Mon Nov 25, 2019 at 12:16 pm
Lisette Oropesa and Jacques Imbrailo starred in Washington Concert Opera’s performance of Ambroise Thomas’s Hamlet Sunday at Lisner Auditorium. Photo: Don Lassell

Ambroise Thomas’s Hamlet, premiered in Paris in 1868, has not received much air time in the United States. Washington National Opera, for example, gave its first and only production of this beautiful grand opera in 2010. What that staging lacked, an exemplary cast, was on hand for Washington Concert Opera’s second performance of Hamlet Sunday evening, heard in Lisner Auditorium.

Jacques Imbrailo made a superb D.C. debut with Washington Concert Opera in the title role. The South African-born baritone mined his mellifluous voice for a broad range of colors and dynamic shadings in a performance that was alternately forceful and subtle. The drinking song, “Ô vin, dissipe la tristesse,” rollicked with vibrant power, while Hamlet’s mad scene in Act II was as light and airy as Thomas’s orchestration in that scene. The dramatic scope of Imbrailo’s interpretation encompassed both vitriolic rage, in the duet with Gertrude, and melancholy introspection, as in the “To be or not to be” monologue and the love duet with Ophélie.

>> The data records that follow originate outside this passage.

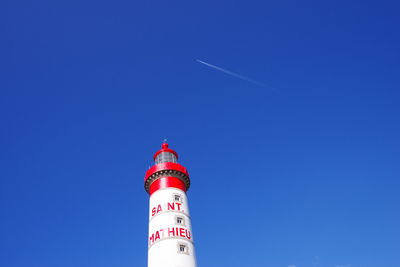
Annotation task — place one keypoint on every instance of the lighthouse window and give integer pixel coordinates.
(177, 198)
(183, 248)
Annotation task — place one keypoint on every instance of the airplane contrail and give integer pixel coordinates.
(234, 74)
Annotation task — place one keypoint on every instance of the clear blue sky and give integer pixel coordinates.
(306, 175)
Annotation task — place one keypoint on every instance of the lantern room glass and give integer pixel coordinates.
(165, 157)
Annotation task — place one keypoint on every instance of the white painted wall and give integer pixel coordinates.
(164, 246)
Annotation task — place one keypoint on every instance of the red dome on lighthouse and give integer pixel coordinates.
(164, 148)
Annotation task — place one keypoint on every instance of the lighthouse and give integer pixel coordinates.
(170, 241)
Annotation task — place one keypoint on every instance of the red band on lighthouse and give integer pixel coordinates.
(166, 182)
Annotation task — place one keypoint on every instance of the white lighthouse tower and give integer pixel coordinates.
(170, 242)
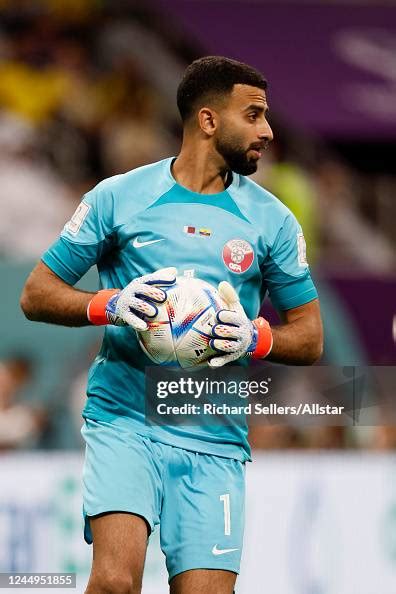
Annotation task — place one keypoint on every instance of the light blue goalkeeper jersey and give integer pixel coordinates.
(143, 220)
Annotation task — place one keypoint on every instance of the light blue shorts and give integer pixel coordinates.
(197, 499)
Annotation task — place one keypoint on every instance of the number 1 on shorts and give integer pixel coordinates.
(227, 513)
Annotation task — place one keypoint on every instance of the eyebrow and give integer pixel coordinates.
(259, 108)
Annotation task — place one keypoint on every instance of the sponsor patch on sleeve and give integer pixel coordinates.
(302, 250)
(74, 225)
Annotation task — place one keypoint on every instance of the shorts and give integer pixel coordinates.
(197, 499)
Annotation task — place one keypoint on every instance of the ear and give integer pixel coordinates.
(208, 120)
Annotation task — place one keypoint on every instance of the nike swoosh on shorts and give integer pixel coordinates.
(138, 244)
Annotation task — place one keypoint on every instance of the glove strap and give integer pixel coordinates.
(96, 310)
(264, 340)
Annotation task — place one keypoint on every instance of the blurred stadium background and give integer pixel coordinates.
(87, 90)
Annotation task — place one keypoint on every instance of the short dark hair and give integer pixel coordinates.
(213, 76)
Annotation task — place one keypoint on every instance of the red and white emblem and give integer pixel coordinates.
(238, 255)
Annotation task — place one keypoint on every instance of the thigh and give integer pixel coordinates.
(203, 581)
(121, 473)
(119, 551)
(202, 516)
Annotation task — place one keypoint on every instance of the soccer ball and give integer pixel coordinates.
(180, 333)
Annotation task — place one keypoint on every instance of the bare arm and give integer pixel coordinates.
(47, 298)
(299, 340)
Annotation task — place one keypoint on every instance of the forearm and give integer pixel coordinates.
(53, 301)
(296, 343)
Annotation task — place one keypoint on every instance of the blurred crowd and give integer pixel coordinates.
(87, 90)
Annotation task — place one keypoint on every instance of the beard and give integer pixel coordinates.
(235, 156)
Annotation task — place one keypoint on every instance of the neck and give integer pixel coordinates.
(199, 168)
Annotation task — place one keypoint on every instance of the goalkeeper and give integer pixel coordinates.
(138, 228)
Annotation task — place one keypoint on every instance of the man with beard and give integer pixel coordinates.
(199, 213)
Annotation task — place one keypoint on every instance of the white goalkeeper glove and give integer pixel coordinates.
(134, 303)
(234, 335)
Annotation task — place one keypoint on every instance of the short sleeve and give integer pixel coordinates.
(285, 270)
(85, 238)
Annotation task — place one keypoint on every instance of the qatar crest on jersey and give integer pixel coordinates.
(238, 255)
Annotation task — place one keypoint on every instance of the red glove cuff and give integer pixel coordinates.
(264, 339)
(96, 310)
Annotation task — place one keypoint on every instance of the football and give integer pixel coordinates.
(180, 333)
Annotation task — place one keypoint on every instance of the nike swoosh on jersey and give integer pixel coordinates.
(138, 244)
(216, 551)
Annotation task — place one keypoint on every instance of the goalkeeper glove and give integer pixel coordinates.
(133, 304)
(234, 335)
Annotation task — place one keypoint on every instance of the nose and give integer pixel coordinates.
(266, 132)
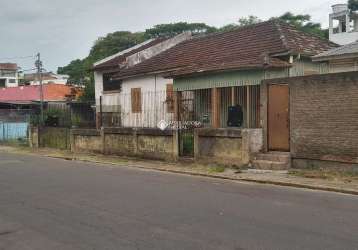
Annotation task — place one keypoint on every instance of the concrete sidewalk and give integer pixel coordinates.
(282, 178)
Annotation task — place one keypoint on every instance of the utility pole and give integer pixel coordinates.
(38, 65)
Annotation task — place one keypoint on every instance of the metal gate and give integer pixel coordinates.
(14, 126)
(185, 127)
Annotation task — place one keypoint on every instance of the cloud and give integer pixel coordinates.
(65, 30)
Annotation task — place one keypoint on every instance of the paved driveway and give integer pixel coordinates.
(56, 204)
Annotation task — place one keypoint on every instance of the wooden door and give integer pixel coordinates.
(278, 118)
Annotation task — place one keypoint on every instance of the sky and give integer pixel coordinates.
(66, 30)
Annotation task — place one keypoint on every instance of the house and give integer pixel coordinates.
(341, 59)
(47, 78)
(343, 25)
(8, 75)
(216, 72)
(27, 96)
(121, 99)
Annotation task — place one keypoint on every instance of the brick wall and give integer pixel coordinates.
(324, 117)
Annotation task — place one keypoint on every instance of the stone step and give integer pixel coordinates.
(270, 165)
(281, 157)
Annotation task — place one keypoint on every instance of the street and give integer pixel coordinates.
(56, 204)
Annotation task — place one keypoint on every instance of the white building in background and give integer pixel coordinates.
(343, 25)
(8, 75)
(47, 78)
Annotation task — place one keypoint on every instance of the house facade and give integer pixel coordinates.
(46, 78)
(215, 75)
(134, 101)
(8, 75)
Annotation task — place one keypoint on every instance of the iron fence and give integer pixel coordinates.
(66, 115)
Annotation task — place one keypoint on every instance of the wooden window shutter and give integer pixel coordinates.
(136, 99)
(170, 98)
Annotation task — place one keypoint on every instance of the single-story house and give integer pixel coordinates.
(341, 59)
(8, 75)
(26, 96)
(46, 78)
(223, 70)
(120, 100)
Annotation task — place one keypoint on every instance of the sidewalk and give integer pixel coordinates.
(295, 178)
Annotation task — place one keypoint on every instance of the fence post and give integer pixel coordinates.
(103, 140)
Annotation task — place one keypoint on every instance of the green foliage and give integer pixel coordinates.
(242, 22)
(303, 22)
(353, 5)
(173, 29)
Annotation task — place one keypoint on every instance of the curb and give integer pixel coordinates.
(268, 182)
(183, 172)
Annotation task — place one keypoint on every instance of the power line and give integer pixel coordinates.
(17, 57)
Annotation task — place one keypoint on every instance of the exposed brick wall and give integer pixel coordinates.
(324, 117)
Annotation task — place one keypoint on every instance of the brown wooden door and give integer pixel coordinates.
(278, 118)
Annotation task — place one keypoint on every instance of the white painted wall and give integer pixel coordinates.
(154, 105)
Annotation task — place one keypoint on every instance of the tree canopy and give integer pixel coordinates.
(304, 23)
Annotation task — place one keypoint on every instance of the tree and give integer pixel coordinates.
(172, 29)
(353, 5)
(242, 22)
(303, 22)
(245, 21)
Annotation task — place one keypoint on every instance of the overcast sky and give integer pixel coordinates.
(65, 30)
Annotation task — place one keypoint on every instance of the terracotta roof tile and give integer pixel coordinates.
(114, 63)
(249, 47)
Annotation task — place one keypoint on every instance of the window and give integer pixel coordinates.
(110, 84)
(136, 99)
(170, 98)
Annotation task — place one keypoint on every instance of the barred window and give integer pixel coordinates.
(136, 99)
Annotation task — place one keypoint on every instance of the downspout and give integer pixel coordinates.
(155, 99)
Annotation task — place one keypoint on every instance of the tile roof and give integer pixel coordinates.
(348, 49)
(253, 46)
(52, 92)
(8, 66)
(113, 63)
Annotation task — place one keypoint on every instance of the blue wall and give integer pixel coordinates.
(13, 131)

This was all the more impressive in an opera like Hamlet, since Thomas gave most of the vocal fireworks to Ophélie. Exemplary in this demanding coloratura role was soprano Lisette Oropesa, whose voice seems to grow richer and more refined with each appearance. She has sung the role on stage before, and the sense of a specialist’s knowledge came through from her love duet in Act I and Act II scene onward.

Oropesa’s coloratura exploits, especially in the show-stopping mad scene that encompasses all of Act IV, revealed consummate control and grace. Incendiary high notes floated, chromatic runs slid downward with clarity, and trills glimmered. Particularly convincing were the runs that rocketed upward, ending abruptly as high as the E off the staff, incarnating the character’s mad outbursts.

Delights continued all the way down the cast list. Mezzo-soprano Eve Gigliotti, whom local audiences may remember from her years at Wolf Trap Opera Company in 2010 and 2011, made an outstanding company debut as Gertrude. Her combination of volcanic low notes and assured power into the upper reaches made for an emotional and mercurial queen, riddled with anxiety and guilt over her part in her husband’s death, but still filled with maternal care.

She was matched by the baritone Tom Fox, who took on the bass role of Claudius with a robust and authoritative sound. He displayed the needed brutish quality in the upper range, bullying Gertrude in their opening scene, but a honeyed veneer in the chapel scene (“Je t’implore”) where the sincerity of his prayer, including that concluding E-flat below the staff, created sympathy at the same time.

Tenor Jonas Hacker made a bright, youthful Laërte, with a pleasing ring at the top, while bass Brian Kontes was a stentorian presence as the ghost of Hamlet’s father. Matthew Scollin and Matt Hill were effective as Horatio and Marcellus, and hilarious in the drunken duet of the gravediggers. Timothy Bruno had a brief but excellent turn as Polonius, who is a co-conspirator in the king’s murder in the opera.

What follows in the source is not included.